Petr: It’s interesting questions, big question, because as we see how useful it is to have these tests, we have make a public page and a public service and says for a few cents, you can use our equals operators in your applications and let us get some money and use it. And what we have expected was that a lot of people will We’ll use it, but we are a little bit struggling with marketing.

I don’t think that the market is at the point that everybody has really gets to the point that I have to test the parts. I think we are still in the early stage of the designing applications, and people are just happy that it sometimes do something useful. And also hoping that technology will improve and and the quality of answer will improve as well.
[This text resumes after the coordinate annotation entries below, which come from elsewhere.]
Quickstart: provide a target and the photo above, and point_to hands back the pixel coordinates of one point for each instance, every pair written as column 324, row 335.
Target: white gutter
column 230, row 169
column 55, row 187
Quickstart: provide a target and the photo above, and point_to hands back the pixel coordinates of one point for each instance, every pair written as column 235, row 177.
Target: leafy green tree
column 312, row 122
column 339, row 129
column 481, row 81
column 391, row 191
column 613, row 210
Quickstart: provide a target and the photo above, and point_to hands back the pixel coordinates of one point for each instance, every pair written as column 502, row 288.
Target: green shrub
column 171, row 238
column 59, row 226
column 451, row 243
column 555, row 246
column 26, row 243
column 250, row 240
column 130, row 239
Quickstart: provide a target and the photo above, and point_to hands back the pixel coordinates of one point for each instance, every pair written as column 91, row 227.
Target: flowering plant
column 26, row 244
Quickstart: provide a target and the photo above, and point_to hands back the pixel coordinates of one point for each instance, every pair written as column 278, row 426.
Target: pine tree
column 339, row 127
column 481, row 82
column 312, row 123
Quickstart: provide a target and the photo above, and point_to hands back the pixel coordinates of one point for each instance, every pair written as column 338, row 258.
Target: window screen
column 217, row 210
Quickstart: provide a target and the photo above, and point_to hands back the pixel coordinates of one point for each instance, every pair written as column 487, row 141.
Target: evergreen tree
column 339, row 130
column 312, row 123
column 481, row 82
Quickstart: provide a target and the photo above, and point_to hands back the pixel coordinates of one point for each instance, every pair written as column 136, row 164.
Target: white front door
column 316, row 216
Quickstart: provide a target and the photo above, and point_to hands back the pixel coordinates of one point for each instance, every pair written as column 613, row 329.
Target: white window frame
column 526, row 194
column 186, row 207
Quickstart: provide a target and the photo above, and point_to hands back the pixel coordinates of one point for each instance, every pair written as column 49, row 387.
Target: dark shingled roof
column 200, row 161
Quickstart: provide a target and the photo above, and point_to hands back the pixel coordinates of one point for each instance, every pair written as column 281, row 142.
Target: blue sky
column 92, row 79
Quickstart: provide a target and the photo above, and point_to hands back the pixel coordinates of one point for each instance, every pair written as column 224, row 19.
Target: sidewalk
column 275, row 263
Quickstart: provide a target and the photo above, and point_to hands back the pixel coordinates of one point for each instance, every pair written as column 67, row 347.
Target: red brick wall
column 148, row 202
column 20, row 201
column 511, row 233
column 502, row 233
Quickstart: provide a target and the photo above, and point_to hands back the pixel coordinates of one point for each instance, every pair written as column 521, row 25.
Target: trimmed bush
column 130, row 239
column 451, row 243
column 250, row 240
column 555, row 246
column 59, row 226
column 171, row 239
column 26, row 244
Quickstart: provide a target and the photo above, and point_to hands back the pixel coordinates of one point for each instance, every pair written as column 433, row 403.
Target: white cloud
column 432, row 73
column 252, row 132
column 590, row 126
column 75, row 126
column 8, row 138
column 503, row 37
But as I know from other companies that are in the moment that really have to deliver reliable results, I think it’s That they are either building their own solutions or find on the market something which can help them. That’s something you cannot avoid if you really want to stand behind your results and says, It really works.

Shane: It’s like you said, we’re still in the early phase of the market. I was reading an article today about how Accenture is forecasting more revenue than OpenAI in the gen AI space. And the context was CXOs and large organizations want to do the AI thing, so they’re paying Accenture on average a million euros to get some people to come in and play with something and show some possible value, but never deliver anything into production.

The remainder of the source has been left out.